La partecipazione, in entrambe le città, è stata imponente e caratterizzata da una massiccia adesione al femminile. Si tratta infatti di una realtà che tira in ballo oltre 150mila lavoratori e circa 75mila imprese, fiaccate da un blocco che sta scaraventando tanti sul baratro del fallimento. Riuniti per la prima volta quindi i lavoratori di tutto il comparto per protestare sotto la bandiera di "Lavoratori del gioco legale" per chiedere a gran voce la riapertura immediata delle attività nelle regioni in regime di zona gialla, nel rispetto dei rigidi protocolli anti Covid già adottati da oltre 8 mesi e la convocazione di un tavolo di confronto tra governo, Regioni ed associazioni di categoria per trovare una soluzione ai diversi problemi che gravano sul settore tra i quali la questione territoriale e l'accesso al credito. I lavoratori rivendicano, come si legge in una nota, "la dignità di un comparto che rappresenta il presidio più efficace contro il gioco illegale a tutela dello Stato e dei cittadini".

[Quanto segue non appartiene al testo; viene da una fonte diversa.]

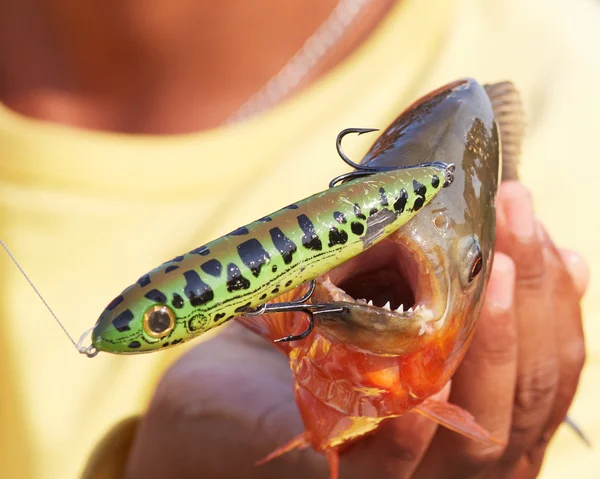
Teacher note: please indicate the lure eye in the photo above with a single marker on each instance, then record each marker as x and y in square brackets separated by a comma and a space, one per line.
[476, 268]
[159, 321]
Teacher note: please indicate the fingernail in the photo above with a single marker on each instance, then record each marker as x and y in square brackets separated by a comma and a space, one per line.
[501, 287]
[518, 209]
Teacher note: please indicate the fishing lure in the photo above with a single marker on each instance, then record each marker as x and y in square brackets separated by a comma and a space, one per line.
[240, 272]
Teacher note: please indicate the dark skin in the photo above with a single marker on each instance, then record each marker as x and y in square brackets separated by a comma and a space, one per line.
[187, 65]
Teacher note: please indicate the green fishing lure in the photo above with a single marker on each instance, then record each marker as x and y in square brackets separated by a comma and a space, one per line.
[233, 275]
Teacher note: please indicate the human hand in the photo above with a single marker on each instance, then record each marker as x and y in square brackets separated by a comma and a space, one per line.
[229, 401]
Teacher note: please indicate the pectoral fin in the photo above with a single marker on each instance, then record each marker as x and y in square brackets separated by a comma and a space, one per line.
[456, 419]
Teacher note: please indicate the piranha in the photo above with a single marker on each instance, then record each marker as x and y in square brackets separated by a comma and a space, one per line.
[409, 305]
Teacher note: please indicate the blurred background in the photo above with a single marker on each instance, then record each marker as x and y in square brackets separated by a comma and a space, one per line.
[132, 131]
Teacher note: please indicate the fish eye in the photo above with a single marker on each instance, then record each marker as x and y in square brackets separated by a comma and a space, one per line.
[476, 268]
[159, 321]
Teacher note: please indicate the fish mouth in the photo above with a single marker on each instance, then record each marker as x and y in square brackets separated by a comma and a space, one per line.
[393, 285]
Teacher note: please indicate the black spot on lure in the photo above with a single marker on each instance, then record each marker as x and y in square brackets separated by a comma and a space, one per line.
[243, 270]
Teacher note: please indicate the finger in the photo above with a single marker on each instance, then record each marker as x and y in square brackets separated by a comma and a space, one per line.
[396, 448]
[484, 384]
[538, 374]
[578, 269]
[569, 333]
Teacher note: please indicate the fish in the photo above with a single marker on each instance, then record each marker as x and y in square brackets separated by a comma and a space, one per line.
[411, 303]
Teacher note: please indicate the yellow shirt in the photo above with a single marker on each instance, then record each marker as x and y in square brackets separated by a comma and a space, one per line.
[87, 213]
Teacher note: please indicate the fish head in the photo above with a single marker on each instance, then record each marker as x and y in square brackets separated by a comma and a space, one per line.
[425, 283]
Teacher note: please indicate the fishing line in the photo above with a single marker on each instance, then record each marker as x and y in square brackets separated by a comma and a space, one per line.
[77, 345]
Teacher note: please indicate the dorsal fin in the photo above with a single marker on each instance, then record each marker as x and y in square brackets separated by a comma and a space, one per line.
[508, 110]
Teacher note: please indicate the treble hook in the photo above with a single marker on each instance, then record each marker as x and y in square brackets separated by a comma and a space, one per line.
[296, 306]
[363, 170]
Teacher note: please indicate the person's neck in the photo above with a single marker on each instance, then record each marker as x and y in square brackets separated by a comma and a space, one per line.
[154, 67]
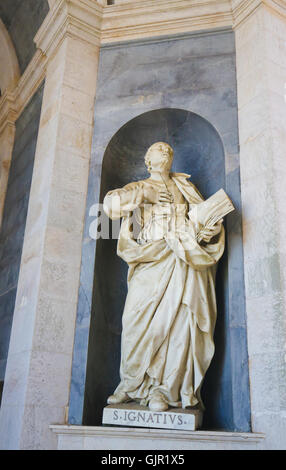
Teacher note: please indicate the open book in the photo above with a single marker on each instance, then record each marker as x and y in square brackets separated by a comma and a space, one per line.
[209, 212]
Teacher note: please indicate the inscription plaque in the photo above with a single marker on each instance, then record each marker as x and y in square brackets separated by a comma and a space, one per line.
[132, 414]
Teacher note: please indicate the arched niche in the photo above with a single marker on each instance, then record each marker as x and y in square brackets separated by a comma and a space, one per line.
[10, 72]
[198, 150]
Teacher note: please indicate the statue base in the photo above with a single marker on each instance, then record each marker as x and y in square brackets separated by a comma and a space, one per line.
[132, 414]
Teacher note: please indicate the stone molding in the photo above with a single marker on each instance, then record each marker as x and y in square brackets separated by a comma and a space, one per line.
[243, 9]
[91, 21]
[9, 75]
[80, 19]
[184, 438]
[149, 18]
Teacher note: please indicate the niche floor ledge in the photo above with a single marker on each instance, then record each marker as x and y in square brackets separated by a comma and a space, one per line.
[122, 438]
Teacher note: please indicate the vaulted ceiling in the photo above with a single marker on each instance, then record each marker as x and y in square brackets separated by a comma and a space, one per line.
[22, 19]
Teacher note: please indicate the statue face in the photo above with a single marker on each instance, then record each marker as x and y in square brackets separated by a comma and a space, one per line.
[159, 157]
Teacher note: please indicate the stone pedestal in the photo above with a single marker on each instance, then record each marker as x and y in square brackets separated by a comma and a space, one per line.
[132, 414]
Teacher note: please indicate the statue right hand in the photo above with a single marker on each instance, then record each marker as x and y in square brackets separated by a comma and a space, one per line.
[153, 196]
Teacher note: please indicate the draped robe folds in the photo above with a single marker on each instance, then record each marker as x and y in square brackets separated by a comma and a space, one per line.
[170, 310]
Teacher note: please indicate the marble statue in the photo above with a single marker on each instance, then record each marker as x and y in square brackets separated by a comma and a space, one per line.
[170, 309]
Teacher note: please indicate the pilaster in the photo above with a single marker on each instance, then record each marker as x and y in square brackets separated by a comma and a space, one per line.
[260, 31]
[36, 389]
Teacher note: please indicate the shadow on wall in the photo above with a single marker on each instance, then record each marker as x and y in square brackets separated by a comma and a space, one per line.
[198, 151]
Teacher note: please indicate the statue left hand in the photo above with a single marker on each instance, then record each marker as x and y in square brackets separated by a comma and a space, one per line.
[210, 232]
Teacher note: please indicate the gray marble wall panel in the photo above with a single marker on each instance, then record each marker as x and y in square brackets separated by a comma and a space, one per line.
[14, 217]
[194, 73]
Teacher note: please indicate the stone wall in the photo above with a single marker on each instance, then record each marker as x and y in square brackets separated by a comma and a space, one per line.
[14, 217]
[194, 73]
[22, 20]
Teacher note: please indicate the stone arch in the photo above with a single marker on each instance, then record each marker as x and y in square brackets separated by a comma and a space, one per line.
[10, 73]
[198, 149]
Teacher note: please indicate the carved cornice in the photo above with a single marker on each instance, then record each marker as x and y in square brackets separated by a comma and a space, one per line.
[76, 18]
[13, 102]
[148, 18]
[242, 9]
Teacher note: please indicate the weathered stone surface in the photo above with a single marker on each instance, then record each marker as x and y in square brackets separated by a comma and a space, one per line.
[132, 414]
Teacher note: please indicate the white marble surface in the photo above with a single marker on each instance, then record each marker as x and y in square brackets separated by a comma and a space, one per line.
[132, 414]
[123, 438]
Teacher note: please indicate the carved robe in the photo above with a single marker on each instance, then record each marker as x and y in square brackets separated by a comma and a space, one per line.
[170, 309]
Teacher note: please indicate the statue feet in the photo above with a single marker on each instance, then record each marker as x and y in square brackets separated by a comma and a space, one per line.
[120, 397]
[158, 403]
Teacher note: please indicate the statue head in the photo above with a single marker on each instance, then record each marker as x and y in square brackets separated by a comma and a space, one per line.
[159, 157]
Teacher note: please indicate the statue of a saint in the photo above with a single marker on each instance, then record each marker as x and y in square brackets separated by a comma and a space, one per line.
[170, 309]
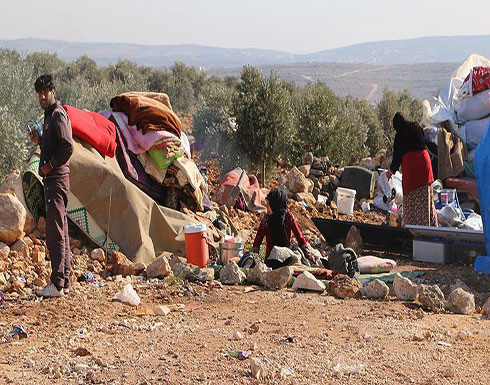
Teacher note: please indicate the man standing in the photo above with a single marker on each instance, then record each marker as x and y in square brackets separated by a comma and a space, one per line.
[56, 149]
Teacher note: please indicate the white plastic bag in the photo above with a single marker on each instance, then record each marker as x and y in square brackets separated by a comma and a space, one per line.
[384, 187]
[474, 108]
[128, 295]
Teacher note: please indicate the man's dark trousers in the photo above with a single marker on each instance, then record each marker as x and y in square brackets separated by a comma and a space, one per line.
[56, 189]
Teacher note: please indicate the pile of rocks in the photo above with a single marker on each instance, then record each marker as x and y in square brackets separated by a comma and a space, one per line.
[315, 177]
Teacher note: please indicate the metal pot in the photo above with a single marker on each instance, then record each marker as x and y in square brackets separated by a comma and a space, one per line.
[230, 250]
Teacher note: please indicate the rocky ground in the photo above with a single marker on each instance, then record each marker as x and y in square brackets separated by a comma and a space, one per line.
[306, 338]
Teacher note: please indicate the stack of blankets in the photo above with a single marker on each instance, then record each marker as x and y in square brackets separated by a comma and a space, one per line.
[145, 135]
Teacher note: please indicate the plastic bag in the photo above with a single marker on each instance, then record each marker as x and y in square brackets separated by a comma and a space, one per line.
[128, 295]
[474, 108]
[385, 187]
[372, 265]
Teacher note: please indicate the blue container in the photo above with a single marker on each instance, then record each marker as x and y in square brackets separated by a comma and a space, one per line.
[482, 264]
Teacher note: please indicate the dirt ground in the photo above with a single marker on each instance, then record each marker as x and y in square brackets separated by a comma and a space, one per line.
[319, 339]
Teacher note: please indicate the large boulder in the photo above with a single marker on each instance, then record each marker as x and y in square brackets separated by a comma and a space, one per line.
[4, 251]
[297, 182]
[376, 289]
[278, 278]
[13, 184]
[460, 302]
[256, 274]
[159, 268]
[342, 286]
[307, 281]
[121, 265]
[431, 297]
[231, 274]
[12, 218]
[405, 289]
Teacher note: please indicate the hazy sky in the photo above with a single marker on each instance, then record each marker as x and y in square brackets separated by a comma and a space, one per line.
[296, 26]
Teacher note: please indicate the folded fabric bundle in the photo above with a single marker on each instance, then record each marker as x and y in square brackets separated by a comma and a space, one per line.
[94, 129]
[147, 114]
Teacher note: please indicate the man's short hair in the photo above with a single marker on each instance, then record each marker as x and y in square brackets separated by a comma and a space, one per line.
[44, 83]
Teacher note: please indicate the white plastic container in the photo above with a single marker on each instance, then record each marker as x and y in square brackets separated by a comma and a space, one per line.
[345, 200]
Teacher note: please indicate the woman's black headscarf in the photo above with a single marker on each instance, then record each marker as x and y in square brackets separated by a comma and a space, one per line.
[278, 201]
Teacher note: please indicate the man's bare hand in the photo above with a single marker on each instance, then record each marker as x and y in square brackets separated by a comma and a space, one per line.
[34, 137]
[46, 169]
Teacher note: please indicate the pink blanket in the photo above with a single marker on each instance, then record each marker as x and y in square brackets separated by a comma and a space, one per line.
[249, 187]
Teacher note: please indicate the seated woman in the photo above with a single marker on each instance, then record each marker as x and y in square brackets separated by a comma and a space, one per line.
[276, 226]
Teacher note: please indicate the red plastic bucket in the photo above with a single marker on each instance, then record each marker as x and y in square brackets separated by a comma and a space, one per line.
[196, 246]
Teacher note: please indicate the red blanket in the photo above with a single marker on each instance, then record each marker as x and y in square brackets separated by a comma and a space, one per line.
[94, 129]
[417, 171]
[249, 187]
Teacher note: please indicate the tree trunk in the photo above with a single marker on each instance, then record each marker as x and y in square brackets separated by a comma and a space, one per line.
[263, 172]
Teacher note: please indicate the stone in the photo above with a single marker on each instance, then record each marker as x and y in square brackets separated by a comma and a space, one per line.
[121, 265]
[160, 310]
[459, 284]
[231, 274]
[305, 169]
[404, 288]
[278, 278]
[256, 274]
[206, 274]
[431, 297]
[260, 368]
[297, 182]
[376, 289]
[307, 281]
[12, 218]
[13, 184]
[38, 255]
[486, 308]
[174, 260]
[4, 251]
[308, 158]
[334, 181]
[342, 286]
[308, 198]
[317, 173]
[41, 226]
[139, 268]
[21, 248]
[98, 255]
[354, 240]
[159, 268]
[461, 302]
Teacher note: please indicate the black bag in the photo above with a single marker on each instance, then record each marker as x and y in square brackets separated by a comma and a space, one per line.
[343, 260]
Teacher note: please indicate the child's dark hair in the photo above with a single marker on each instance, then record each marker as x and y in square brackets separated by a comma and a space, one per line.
[44, 83]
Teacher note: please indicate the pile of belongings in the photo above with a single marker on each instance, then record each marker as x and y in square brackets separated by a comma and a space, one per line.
[239, 190]
[455, 122]
[154, 152]
[133, 183]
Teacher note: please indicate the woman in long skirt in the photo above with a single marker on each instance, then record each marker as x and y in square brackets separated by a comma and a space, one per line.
[410, 152]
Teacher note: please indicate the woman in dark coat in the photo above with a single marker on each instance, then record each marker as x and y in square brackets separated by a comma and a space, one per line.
[411, 153]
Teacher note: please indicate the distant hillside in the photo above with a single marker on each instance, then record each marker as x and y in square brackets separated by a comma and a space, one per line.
[364, 81]
[412, 51]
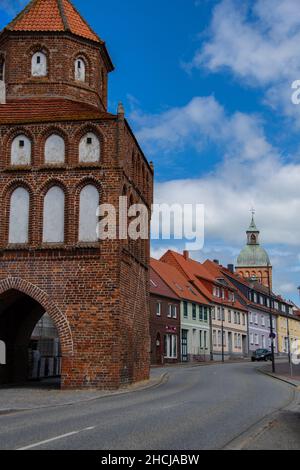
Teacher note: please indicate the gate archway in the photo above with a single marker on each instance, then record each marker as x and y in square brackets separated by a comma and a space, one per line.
[22, 305]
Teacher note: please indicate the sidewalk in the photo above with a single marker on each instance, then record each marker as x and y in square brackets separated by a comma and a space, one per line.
[47, 394]
[283, 372]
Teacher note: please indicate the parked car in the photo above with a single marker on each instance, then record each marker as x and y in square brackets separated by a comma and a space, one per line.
[261, 355]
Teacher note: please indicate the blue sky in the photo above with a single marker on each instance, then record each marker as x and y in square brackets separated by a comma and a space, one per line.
[207, 87]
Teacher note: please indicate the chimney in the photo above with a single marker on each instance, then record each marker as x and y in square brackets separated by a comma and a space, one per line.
[230, 268]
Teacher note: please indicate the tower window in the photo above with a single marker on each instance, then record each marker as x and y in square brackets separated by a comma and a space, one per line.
[80, 70]
[39, 65]
[1, 69]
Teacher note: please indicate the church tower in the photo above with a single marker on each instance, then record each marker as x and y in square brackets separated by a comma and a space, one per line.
[254, 262]
[61, 156]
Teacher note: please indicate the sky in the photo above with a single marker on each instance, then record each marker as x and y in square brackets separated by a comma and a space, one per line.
[207, 87]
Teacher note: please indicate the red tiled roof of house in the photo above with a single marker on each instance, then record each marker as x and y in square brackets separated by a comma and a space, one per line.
[159, 287]
[198, 275]
[41, 110]
[52, 15]
[177, 282]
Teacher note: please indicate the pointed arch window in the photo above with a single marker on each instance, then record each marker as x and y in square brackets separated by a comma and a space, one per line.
[19, 216]
[54, 216]
[55, 149]
[89, 149]
[2, 353]
[39, 64]
[88, 220]
[21, 151]
[80, 70]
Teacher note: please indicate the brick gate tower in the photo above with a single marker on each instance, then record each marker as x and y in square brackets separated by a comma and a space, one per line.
[62, 154]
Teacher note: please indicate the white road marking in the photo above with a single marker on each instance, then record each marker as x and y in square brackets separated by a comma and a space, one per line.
[63, 436]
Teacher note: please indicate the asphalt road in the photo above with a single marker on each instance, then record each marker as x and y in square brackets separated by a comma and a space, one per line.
[197, 408]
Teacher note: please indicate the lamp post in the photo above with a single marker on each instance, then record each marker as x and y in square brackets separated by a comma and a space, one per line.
[272, 335]
[222, 318]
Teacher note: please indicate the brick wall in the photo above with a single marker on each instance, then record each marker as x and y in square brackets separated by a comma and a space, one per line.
[96, 293]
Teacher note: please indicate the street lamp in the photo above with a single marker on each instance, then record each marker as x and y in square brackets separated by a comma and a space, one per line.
[272, 334]
[223, 314]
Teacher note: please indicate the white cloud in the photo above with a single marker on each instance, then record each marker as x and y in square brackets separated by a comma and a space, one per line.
[11, 7]
[251, 173]
[203, 119]
[257, 41]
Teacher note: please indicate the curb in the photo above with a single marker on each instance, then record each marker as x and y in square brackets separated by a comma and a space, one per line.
[151, 384]
[281, 378]
[261, 426]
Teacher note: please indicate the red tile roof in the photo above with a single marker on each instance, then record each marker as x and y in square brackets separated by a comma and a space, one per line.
[40, 110]
[52, 15]
[159, 287]
[198, 275]
[177, 282]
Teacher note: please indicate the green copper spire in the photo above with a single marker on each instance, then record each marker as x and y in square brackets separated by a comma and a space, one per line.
[253, 254]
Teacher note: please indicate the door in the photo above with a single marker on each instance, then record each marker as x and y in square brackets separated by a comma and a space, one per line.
[184, 345]
[229, 343]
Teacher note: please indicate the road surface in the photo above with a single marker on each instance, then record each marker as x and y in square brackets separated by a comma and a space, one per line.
[196, 408]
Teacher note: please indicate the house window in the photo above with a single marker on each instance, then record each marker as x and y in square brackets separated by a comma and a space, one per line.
[185, 309]
[205, 339]
[19, 216]
[201, 316]
[170, 351]
[213, 313]
[158, 309]
[174, 311]
[194, 312]
[2, 353]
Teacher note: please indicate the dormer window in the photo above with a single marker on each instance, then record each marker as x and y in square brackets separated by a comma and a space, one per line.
[39, 65]
[80, 70]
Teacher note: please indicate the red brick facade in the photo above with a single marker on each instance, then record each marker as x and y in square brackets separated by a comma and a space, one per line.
[164, 322]
[96, 293]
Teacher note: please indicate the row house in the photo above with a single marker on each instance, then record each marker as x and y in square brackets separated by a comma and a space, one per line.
[228, 322]
[195, 313]
[164, 321]
[263, 305]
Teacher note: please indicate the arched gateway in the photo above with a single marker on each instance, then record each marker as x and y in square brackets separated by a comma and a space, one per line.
[95, 292]
[22, 305]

"E' necessario che la politica, con il nuovo Governo, ascolti la richiesta di aiuto delle lavoratrici e dei lavoratori del gioco pubblico, settore fermo complessivamente per otto mesi. Oggi abbiamo avvertito il dovere di far sentire la nostra vicinanza agli oltre 150mila operatori del settore, più l'indotto che chiedono semplicemente di tornare a lavorare per mantenere le famiglie e vivere con dignità. La chiusura delle loro attività ha gettato tantissimi nella disperazione. Oggi in Piazza del Popolo a Roma e in Piazza Duomo a Milano si respirava una fortissima sofferenza, perché per molte imprese il fallimento è vicino e iniziano a mancare i soldi per le spese più elementari e basilari. Il settore può e deve ripartire subito, anche perché esistono protocolli sanitari che garantiscono piena sicurezza ai lavoratori e agli utenti", sottolinea Geronimo Cardia, presidente dell'Associazione Concessionaria Giochi Pubblici (Acadi).